Axel Kicillof a porté au Misiones un agenda mêlant gestion concrète, contact avec les secteurs productifs et construction politique fédérale. Au cours d'une visite d'environ douze heures, le gouverneur de Buenos Aires a été reçu par Hugo Passalacqua, a signé des accords de coopération et parcouru des institutions liées à la technologie, à l'éducation et à la yerba mate. La journée a produit l'image d'une entente entre deux gouvernements provinciaux d'origines différentes, rapprochés par la défense des capacités locales dans un contexte national qu'ils jugent défavorable à la production et à l'emploi.
Trois accords ont constitué le cœur institutionnel de la visite. Buenos Aires et Misiones se sont engagées à échanger leurs expériences en matière de développement industriel et technologique, à coordonner la sécurité et la réponse aux urgences, et à élargir la coopération agricole et commerciale. Les textes prévoient formation, assistance technique et accès des produits misioneros à des circuits de commercialisation bonaerenses. L'objectif est de relier des atouts complémentaires : connaissances scientifiques, chaînes régionales, marchés de consommation et capacités publiques adaptées à des territoires différents.
Kicillof et Passalacqua ont visité Biofábrica Misiones, élément important du système scientifique et productif provincial, ainsi que l'École secondaire d'innovation. Ils y ont observé des projets qui articulent recherche appliquée, formation et production végétale, permettant à Misiones de fournir des solutions conçues sur son propre territoire. La visite a aussi rappelé des coopérations antérieures, dont des laboratoires spécialisés installés dans des municipalités bonaerenses avec une participation misionera. Ce précédent donne un contenu matériel au discours fédéral et montre des résultats vérifiables.
La délégation s'est ensuite rendue à Apóstoles, à la Coopérative agricole Las Tunas, fondée en 1960 et liée aux petits producteurs de yerba mate. Kicillof a entendu les travailleurs ruraux et les coopérateurs décrire une activité soumise à la concentration commerciale et à l'affaiblissement de la consommation. L'entrée de petites marques dans des circuits comme Mercados Bonaerenses pourrait élargir les ventes et réduire les intermédiaires. Le défi est important : cinq grandes entreprises concentrent environ 62 % des ventes de yerba mate.
Passalacqua a présenté la coopération interprovinciale comme une réponse pratique aux restrictions budgétaires et au retrait du gouvernement national. Son administration conserve une stratégie prudente envers la présidence, mais la rencontre montre que cette prudence n'empêche pas la coordination avec des gouverneurs critiques de la politique économique. Il a estimé que les provinces doivent travailler ensemble et que le fédéralisme doit devenir action. La scène élargit ainsi le réseau d'interlocuteurs de Kicillof sans imposer une alliance partisane immédiate.

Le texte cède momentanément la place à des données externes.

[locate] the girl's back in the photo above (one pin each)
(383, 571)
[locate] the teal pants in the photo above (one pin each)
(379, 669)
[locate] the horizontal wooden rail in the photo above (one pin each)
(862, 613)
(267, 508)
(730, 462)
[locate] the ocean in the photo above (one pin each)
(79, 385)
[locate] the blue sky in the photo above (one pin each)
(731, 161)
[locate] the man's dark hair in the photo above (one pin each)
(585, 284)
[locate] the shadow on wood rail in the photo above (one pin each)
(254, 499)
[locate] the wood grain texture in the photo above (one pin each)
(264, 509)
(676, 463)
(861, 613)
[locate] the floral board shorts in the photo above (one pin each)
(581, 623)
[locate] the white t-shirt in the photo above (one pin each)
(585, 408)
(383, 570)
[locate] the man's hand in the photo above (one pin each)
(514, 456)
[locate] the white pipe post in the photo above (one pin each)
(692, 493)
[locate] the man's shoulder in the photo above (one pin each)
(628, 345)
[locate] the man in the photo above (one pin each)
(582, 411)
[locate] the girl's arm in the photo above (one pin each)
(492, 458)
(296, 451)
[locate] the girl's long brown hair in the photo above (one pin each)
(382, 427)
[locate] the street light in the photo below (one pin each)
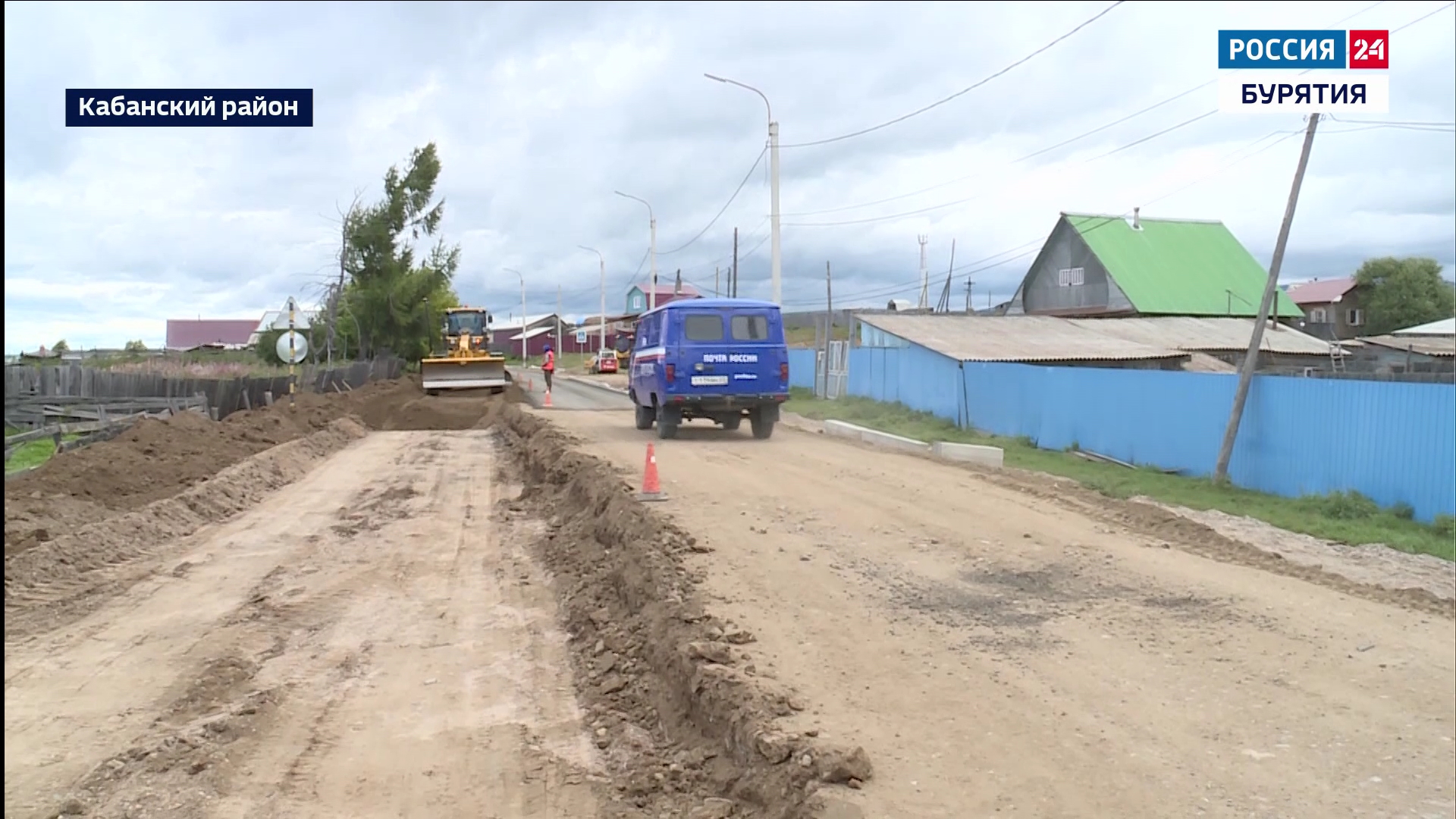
(774, 187)
(603, 316)
(651, 248)
(523, 309)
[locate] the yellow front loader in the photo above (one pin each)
(468, 362)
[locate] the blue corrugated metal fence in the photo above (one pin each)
(1392, 442)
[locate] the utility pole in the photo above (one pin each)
(523, 311)
(774, 188)
(925, 276)
(734, 262)
(603, 318)
(774, 213)
(651, 248)
(1220, 471)
(944, 303)
(829, 321)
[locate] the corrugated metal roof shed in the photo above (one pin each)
(1014, 338)
(1443, 327)
(1207, 334)
(1440, 347)
(1321, 292)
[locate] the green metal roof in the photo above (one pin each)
(1180, 267)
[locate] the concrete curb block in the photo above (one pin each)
(970, 453)
(887, 441)
(977, 455)
(599, 385)
(874, 438)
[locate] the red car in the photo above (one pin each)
(606, 362)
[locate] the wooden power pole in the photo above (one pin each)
(829, 322)
(1231, 433)
(734, 278)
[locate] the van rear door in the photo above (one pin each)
(730, 352)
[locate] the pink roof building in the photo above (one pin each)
(185, 334)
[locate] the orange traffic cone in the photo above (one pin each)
(651, 488)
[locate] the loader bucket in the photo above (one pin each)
(463, 373)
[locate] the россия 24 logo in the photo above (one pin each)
(1298, 49)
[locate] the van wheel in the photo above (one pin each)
(762, 428)
(667, 422)
(644, 417)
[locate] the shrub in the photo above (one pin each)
(1348, 506)
(1445, 525)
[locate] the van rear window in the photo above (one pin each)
(750, 328)
(704, 327)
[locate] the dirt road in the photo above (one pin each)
(999, 653)
(369, 642)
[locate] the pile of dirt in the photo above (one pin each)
(159, 458)
(67, 576)
(686, 723)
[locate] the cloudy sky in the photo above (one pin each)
(542, 111)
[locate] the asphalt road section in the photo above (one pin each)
(1002, 654)
(367, 642)
(568, 392)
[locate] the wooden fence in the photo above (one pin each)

À chaque étape, Kicillof a défendu l'emploi, l'industrie, le tourisme et les économies régionales. Il a contesté une orientation nationale qui, selon son diagnostic, retire des ressources aux provinces, contracte la demande et expose les producteurs à une concurrence inégale. Il lui a opposé un fédéralisme coopératif capable de préserver les capacités publiques et privées. Cette ligne correspond à sa stratégie : construire une alternative par la gestion et montrer que les provinces peuvent résoudre ensemble des problèmes tout en disputant le sens du développement argentin.
La dimension partisane est apparue à la fin de la journée lors d'un rassemblement péroniste avec Cristian Humada. Kicillof a appelé à bâtir une proposition nationale de bas en haut et à donner une représentation politique au mécontentement social. L'affluence lui a offert un soutien inhabituel pour un visiteur extérieur et confirmé que son déplacement ne se limitait pas aux bureaux officiels. Dans une même séquence se sont rencontrés un gouverneur qui gère ses équilibres et des militants en quête d'une référence d'opposition nationale.
Les accords doivent désormais devenir des programmes, des échanges et des possibilités commerciales concrètes. Leur continuité dépendra des équipes techniques, de l'inclusion des coopératives et des petites entreprises, ainsi que de leur résistance au calendrier politique. Pour Kicillof, Misiones constitue une étape importante de son parcours fédéral ; pour Passalacqua, elle ouvre des instruments de coopération sans renoncer à l'autonomie. Le résultat immédiat est un agenda commun. Le résultat politique dépendra de la densité acquise par ce réseau de provinces.